President Abdullahi Yusuf was unharmed during the 10-minute attack, said presidential spokesperson Hussein Mohamoud Hussein. But a 12-year-old boy was killed by a mortar that missed the palace, said the boy's father. Three of his children were also injured by shrapnel.
Insurgents launched their most violent attacks since the interim government took control of Mogadishu at the beginning of the year, firing six mortars at the hilltop palace only hours after the president moved to the city.
Ethiopian tanks quickly sealed off the area and several hundred Ethiopian and government troops created a 50m cordon around the palace.
The attacks came a day after the Somali parliament voted to return from the current government base in the southern farming town of Baidoa to the capital, which is home to more than two million people.
Hussein said the attacks were designed to show that the transitional government could not control the city.
"Six mortars have been fired at the presidential palace," said Abdiwahid Haji Mumin, who lives near Villa Somalia. "Two have hit inside the palace and four outside."
Killed in their sleep
Abdullah Ahmed, father of the children who were killed or injured, said they were sleeping when the mortar hit.

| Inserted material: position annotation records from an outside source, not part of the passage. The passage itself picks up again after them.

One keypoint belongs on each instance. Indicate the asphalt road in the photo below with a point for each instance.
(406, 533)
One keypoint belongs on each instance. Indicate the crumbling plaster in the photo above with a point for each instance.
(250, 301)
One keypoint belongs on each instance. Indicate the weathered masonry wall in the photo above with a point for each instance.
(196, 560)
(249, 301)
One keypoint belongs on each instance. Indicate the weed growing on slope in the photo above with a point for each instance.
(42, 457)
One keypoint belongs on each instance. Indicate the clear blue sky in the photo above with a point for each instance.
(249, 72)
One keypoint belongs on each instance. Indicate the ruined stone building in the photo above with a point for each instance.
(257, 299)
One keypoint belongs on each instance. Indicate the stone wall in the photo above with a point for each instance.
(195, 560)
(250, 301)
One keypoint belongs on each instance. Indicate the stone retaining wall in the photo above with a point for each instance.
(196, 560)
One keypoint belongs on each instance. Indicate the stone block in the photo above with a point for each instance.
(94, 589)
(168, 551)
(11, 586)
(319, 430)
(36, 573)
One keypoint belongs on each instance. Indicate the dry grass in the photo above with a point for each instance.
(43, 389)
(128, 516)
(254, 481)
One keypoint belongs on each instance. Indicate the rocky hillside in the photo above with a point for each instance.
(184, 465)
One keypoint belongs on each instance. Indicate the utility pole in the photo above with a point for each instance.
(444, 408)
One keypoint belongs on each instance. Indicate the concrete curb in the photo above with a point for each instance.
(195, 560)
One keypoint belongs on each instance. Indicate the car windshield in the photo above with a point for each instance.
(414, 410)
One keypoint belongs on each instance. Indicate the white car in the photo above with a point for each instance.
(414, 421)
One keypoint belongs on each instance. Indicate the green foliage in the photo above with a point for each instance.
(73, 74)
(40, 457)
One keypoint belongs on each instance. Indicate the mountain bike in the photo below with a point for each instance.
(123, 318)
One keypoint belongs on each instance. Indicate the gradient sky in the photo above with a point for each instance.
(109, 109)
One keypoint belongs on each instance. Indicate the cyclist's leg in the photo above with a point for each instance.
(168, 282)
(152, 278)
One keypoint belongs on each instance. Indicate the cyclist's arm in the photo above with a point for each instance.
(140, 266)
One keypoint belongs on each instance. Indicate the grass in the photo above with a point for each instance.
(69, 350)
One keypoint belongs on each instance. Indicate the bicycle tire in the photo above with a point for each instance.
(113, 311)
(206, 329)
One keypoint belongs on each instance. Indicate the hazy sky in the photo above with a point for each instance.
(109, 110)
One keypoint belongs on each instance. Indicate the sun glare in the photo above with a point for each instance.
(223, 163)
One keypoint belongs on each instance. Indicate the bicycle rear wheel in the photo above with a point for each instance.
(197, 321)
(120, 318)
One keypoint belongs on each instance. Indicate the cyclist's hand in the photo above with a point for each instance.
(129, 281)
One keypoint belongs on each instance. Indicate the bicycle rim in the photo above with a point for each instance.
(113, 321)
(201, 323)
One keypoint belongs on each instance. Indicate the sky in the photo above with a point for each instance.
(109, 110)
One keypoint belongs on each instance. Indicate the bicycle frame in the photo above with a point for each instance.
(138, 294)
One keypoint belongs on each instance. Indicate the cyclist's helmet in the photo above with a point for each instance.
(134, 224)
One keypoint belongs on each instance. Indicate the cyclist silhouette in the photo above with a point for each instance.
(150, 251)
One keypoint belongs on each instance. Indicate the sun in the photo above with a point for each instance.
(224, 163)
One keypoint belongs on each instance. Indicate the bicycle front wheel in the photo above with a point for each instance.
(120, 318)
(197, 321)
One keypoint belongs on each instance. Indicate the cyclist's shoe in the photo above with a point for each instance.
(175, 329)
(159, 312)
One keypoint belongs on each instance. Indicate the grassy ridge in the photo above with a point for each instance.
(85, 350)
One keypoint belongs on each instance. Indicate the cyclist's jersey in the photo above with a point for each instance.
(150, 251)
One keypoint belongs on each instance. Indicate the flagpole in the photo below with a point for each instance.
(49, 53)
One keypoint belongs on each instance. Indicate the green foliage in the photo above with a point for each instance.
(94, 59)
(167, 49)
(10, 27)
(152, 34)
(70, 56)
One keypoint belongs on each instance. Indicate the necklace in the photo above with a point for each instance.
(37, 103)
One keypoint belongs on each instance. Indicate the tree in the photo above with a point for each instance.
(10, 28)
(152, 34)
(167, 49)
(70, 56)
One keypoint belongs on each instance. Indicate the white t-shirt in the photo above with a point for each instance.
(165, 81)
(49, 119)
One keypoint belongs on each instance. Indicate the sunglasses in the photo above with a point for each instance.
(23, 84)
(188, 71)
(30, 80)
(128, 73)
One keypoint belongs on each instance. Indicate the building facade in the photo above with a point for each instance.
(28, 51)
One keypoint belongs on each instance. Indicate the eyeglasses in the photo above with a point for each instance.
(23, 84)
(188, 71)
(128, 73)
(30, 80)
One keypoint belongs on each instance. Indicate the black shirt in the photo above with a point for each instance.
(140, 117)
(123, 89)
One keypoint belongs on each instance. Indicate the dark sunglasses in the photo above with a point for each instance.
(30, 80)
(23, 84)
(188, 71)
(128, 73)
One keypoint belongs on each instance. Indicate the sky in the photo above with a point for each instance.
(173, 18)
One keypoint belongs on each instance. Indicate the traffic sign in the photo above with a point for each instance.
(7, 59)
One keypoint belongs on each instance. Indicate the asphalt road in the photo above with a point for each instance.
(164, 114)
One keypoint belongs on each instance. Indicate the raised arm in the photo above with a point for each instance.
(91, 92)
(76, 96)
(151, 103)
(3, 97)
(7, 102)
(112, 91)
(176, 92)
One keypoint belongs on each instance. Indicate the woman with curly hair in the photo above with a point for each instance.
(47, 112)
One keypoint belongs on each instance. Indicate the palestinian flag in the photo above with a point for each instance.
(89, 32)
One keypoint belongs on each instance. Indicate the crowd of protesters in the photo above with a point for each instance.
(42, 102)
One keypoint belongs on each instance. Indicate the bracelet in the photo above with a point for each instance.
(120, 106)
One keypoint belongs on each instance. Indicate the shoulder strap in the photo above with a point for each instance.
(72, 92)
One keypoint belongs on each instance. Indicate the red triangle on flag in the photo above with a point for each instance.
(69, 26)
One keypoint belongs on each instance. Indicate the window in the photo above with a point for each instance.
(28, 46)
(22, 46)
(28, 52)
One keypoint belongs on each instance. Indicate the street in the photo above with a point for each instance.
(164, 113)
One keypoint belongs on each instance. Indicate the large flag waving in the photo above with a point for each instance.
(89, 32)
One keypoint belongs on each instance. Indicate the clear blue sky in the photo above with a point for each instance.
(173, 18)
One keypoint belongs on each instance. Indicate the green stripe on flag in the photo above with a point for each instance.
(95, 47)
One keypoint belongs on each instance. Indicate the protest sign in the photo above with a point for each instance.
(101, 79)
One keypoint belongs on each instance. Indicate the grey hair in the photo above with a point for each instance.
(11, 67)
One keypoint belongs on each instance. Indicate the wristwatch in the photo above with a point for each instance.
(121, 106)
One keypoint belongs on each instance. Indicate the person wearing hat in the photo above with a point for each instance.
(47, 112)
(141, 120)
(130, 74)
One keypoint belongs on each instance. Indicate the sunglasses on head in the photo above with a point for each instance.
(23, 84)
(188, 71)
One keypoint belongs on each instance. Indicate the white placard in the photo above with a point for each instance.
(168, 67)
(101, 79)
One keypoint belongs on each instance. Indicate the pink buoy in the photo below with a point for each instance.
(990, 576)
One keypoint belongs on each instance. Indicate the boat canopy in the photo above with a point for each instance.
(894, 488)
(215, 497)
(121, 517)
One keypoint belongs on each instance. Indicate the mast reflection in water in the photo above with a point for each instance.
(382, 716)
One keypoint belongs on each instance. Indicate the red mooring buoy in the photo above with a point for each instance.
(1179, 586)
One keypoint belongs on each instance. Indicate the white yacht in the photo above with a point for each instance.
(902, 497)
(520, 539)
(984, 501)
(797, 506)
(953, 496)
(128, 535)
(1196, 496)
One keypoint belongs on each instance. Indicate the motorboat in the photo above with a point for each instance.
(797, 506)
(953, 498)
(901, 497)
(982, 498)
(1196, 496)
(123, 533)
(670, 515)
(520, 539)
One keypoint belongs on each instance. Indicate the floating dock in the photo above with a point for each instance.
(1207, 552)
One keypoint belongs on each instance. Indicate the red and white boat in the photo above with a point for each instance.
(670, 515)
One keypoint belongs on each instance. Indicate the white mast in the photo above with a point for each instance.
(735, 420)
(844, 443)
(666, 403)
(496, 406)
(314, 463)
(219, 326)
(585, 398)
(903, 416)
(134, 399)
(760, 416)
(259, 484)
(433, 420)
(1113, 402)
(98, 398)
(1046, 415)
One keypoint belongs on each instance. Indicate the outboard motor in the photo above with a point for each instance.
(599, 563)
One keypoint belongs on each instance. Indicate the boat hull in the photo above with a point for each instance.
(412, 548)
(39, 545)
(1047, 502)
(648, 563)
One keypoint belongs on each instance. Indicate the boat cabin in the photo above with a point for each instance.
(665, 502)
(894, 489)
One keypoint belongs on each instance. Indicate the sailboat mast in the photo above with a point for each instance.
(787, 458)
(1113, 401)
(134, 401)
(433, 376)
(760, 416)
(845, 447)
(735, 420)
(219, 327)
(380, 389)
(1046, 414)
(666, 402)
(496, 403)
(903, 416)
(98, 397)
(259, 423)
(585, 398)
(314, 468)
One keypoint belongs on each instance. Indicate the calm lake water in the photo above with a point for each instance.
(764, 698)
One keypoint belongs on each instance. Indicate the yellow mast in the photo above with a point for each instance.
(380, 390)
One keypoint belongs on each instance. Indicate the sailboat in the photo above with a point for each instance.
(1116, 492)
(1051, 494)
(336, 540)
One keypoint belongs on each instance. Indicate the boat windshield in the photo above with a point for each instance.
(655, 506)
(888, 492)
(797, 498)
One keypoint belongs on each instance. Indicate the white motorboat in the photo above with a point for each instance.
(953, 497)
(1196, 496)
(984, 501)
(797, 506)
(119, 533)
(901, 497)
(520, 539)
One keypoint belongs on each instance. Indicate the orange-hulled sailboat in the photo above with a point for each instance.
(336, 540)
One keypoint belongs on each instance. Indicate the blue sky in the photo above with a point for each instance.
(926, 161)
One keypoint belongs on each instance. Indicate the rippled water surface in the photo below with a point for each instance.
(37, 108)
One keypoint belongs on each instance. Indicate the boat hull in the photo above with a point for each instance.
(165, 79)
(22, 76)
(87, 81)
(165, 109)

"It is sad to see your children to be killed in front of you and you can't do anything," he said. "How can the government say it will restore peace when our children are killed?"
Earlier on Tuesday, a roadside bomb killed two Somali government aides, said an eyewitness, a rare tactic in this restive nation where insurgents are launching increasingly bold attacks.
The blast occurred as the deputy mayor of the country's capital, Mogadishu, travelled to his office in a four car convoy. One vehicle was destroyed, killing the aides instantly.
Deputy mayor Ibrahim Omar Sabriye, who was travelling in another vehicle, escaped with minor injuries, said his bodyguard.
Sabriye received hospital treatment for minor injuries on the leg, said his bodyguard Abdikadir Ahmed. Another bodyguard was seriously injured after shrapnel hit him in the chest.
Somalia's government and troops from neighbouring Ethiopia drove out a radical Islamic movement late last year, but the government is now struggling with a growing insurgency.